Internet

Enhanced Definition

From a z/OS perspective, the Internet represents the global, publicly accessible network infrastructure that enables IBM mainframe systems and their applications to communicate with external systems, users, and cloud services using standard TCP/IP protocols. It facilitates the extension of mainframe capabilities beyond the traditional enterprise data center, allowing for modern web-based access, data exchange, and integration.

Key Characteristics

- TCP/IP Foundation: On z/OS, all Internet connectivity is built upon the TCP/IP protocol stack, managed by the z/OS Communications Server, which provides the necessary networking services.
- OSA Adapters: Physical connectivity to the Internet is typically achieved through Open Systems Adapter (OSA) cards, which are integrated network interface controllers (NICs) providing high-speed Ethernet connections.
- Standard Protocol Support: z/OS supports a wide array of Internet protocols, including HTTP/HTTPS, FTP/SFTP, SMTP, DNS, SNMP, and SSH, enabling seamless interaction with diverse external systems.
- Security Integration: Internet-facing z/OS systems leverage robust security features, including z/OS Security Server (RACF), IPSec, AT-TLS (Application Transparent Transport Layer Security), and firewall capabilities within z/OS Communications Server.
- High Availability and Scalability: Mainframe Internet connections benefit from z/OS's inherent high availability, workload management, and scalability, ensuring reliable and performant access to external resources.

Use Cases

- Web Serving: Hosting web applications directly on z/OS using components like CICS Web Support, z/OS HTTP Server, or WebSphere Application Server for z/OS to serve web pages and APIs to Internet users.
- Data Exchange and File Transfer: Securely transferring files to and from external partners or cloud storage using FTP, SFTP, or custom applications leveraging TCP/IP sockets.
- Email Services: Sending and receiving emails directly from z/OS applications using SMTP for notifications, reports, or integration with enterprise email systems.
- API Integration: Enabling z/OS applications (e.g., CICS, IMS, DB2) to consume or expose RESTful or SOAP APIs over the Internet, facilitating integration with cloud services, mobile apps, and partner systems.
- Remote Access and Management: Providing secure remote access for administrators and developers via SSH or TN3270 over TLS to manage z/OS systems from anywhere.

Related Concepts

The Internet relies heavily on the z/OS Communications Server to provide the TCP/IP stack and network services that enable connectivity.
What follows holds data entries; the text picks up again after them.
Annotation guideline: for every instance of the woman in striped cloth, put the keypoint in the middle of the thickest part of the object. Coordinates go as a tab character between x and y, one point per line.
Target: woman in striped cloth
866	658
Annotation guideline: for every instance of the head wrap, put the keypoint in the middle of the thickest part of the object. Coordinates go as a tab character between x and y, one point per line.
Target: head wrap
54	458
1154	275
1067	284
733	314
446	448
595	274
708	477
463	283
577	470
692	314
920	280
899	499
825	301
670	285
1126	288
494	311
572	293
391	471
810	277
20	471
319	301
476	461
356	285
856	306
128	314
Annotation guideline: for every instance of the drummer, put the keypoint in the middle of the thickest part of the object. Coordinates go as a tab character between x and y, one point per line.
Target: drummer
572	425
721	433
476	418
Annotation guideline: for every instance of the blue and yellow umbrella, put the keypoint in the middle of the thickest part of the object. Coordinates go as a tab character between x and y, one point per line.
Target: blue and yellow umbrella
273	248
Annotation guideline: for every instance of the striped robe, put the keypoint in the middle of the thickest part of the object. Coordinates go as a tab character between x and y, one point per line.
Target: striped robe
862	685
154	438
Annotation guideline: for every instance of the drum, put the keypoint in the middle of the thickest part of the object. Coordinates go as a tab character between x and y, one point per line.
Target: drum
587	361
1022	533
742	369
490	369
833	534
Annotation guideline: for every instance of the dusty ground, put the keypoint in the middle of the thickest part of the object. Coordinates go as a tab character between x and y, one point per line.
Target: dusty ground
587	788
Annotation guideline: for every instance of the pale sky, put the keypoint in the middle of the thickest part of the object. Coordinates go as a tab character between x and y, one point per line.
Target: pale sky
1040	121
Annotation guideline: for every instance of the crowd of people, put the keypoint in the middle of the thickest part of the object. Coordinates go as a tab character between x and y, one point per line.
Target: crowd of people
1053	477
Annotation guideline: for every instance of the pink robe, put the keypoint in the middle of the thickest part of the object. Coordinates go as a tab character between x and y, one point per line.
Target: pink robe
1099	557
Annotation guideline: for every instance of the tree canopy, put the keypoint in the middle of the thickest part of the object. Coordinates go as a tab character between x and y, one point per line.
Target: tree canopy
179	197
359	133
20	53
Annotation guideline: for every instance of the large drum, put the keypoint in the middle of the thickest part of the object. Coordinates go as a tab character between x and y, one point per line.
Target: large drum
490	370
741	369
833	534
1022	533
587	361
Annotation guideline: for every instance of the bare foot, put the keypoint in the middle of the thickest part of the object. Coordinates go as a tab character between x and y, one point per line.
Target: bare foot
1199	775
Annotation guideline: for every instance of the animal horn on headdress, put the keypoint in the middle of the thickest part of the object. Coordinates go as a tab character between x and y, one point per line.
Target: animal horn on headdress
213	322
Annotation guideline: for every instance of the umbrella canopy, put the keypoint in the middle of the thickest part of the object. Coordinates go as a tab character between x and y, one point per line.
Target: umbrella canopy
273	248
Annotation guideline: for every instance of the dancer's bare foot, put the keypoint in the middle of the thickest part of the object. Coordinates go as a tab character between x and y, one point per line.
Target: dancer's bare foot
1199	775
Hardware like OSA adapters are the physical gateway. Applications such as CICS, IMS, DB2, and MQ utilize this Internet connectivity to extend their reach beyond the mainframe's traditional boundaries. Security mechanisms like RACF, AT-TLS, and IPSec are critical for protecting z/OS data and resources when exposed to the Internet.

Best Practices:

Implement AT-TLS: Always use AT-TLS to encrypt all sensitive TCP/IP traffic to and from the Internet, ensuring data confidentiality and integrity without requiring application changes.
Strict Firewall Rules: Configure z/OS Communications Server firewall functions or external network firewalls with the principle of least privilege, allowing only necessary ports and protocols for Internet-facing services.
Regular Security Audits: Conduct frequent security audits and penetration tests on Internet-facing z/OS applications and configurations to identify and remediate vulnerabilities.
Leverage z/OS Security Server: Utilize RACF or equivalent security managers for robust authentication, authorization, and auditing of all Internet-initiated access to z/OS resources.
Monitor Network Activity: Implement comprehensive monitoring of TCP/IP stack activity, OSA port usage, and application-level traffic to detect unusual patterns or potential security incidents.